На тощих перепачканных ногах соплячки она разглядела россыпь желтых и лиловых синяков, а между ними — присохшую к бедру кровавую капель, тянущуюся из-под подола грязной юбчонки. Такие игры ей тоже хорошо были известны. Ничего нового. Молодое мясо всегда слаще на вкус.

Барбаросса отчего-то отвела взгляд. Подобные существа нередко встречались ей в общей спальне и окружающих ее университетских коридорах. Затравленные, выбранные среди прочих из-за своей неспособности постоять за себя, они были теми жертвами, которыми пировали слабейшие, куклами для битья, жертвами для побоев и насмешек. Редко кто из таких доживает до своей первой в Броккенбурге Вальпургиевой ночи. Редко кто дотягивает до второго круга.

Вот и эта не дотянет, мгновенно определила Барбаросса. Через месяц-другой удавится тайком в дровяном сарае на украденном куске бечевки. Или сиганет с крепостной стены, размозжив голову о добрую, отсчитавшую много веков, брусчатку Броккенбурга. А может, просто тихо отойдет, скорчившись в углу, от голода и цинги. И плевать. Ничем не примечательная особь, которых здесь пруд пруди. Разве что глаза…

На покрытом чернилами и ссадинами лице глаза были единственным, что она толком рассмотрела. Большие, широко открытые, они были непривычного для здешних краев цвета — темные, не то коричневые, не то янтарные. Как гречишный мед, невольно подумала Барбаросса, ощущая знакомый привкус под языком.

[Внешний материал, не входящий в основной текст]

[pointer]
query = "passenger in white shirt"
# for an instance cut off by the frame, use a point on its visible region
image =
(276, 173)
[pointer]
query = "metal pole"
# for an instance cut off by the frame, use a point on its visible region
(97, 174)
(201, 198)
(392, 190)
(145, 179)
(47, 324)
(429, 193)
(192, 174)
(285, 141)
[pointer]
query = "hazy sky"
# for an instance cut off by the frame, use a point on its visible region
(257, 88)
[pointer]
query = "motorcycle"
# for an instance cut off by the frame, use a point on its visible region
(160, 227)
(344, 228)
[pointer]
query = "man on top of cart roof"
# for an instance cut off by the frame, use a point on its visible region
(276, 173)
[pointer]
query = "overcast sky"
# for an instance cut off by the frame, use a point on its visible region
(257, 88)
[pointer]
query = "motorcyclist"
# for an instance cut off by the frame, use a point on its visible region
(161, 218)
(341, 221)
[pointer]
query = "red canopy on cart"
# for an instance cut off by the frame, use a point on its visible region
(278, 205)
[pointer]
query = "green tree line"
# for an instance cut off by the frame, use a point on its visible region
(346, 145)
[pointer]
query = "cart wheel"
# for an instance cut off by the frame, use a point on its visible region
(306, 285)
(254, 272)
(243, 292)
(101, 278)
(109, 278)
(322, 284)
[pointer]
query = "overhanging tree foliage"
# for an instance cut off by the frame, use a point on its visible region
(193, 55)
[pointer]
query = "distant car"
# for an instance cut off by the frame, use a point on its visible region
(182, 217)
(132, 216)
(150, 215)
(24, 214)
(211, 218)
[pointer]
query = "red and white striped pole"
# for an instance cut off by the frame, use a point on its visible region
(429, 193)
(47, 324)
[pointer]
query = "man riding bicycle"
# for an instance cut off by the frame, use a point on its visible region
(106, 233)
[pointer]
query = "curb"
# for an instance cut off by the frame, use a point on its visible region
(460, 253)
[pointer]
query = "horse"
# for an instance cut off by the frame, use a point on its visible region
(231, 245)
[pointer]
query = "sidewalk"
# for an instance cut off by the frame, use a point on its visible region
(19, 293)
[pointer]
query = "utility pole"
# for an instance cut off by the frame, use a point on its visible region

Однажды, когда ей было не то восемь, не то девять, мать, подрабатывавшая швеей, принесла домой склянку гречишного меда. Это не было подарком, это было платой за дюжину льняных рубах, сшитых ею для местного бортника[5]. Барбаросса, к тому возрасту успевшая пристраститься к пиву, которое тайком сливала из отцовской бочки, никогда не пробовала меда, только слышала о нем. Целый вечер она зачарованно наблюдала за густой жидкостью в склянке, тягучей, как расплавленный воск, напоминающей своим цветом одновременно закат и смолу на вишневом дереве, а ночью не сдержалась. Украла склянку и, давясь от жадности, вылакала до дна, спрятавшись в погребе.

На следующий день отец причесал ее кнутом, сняв трижды по три шкуры, кроме того, от проклятого меда все внутренности слиплись так, что еще неделю она питалась одной только водой и хлебными корками, но вкус… Вкус этот она запомнила навсегда. Он стоил всех мук живота и всех спущенных с нее шкур.

Она не пошла в Пьяный Замок за своей долей «хексензальбе» — и не прогадала.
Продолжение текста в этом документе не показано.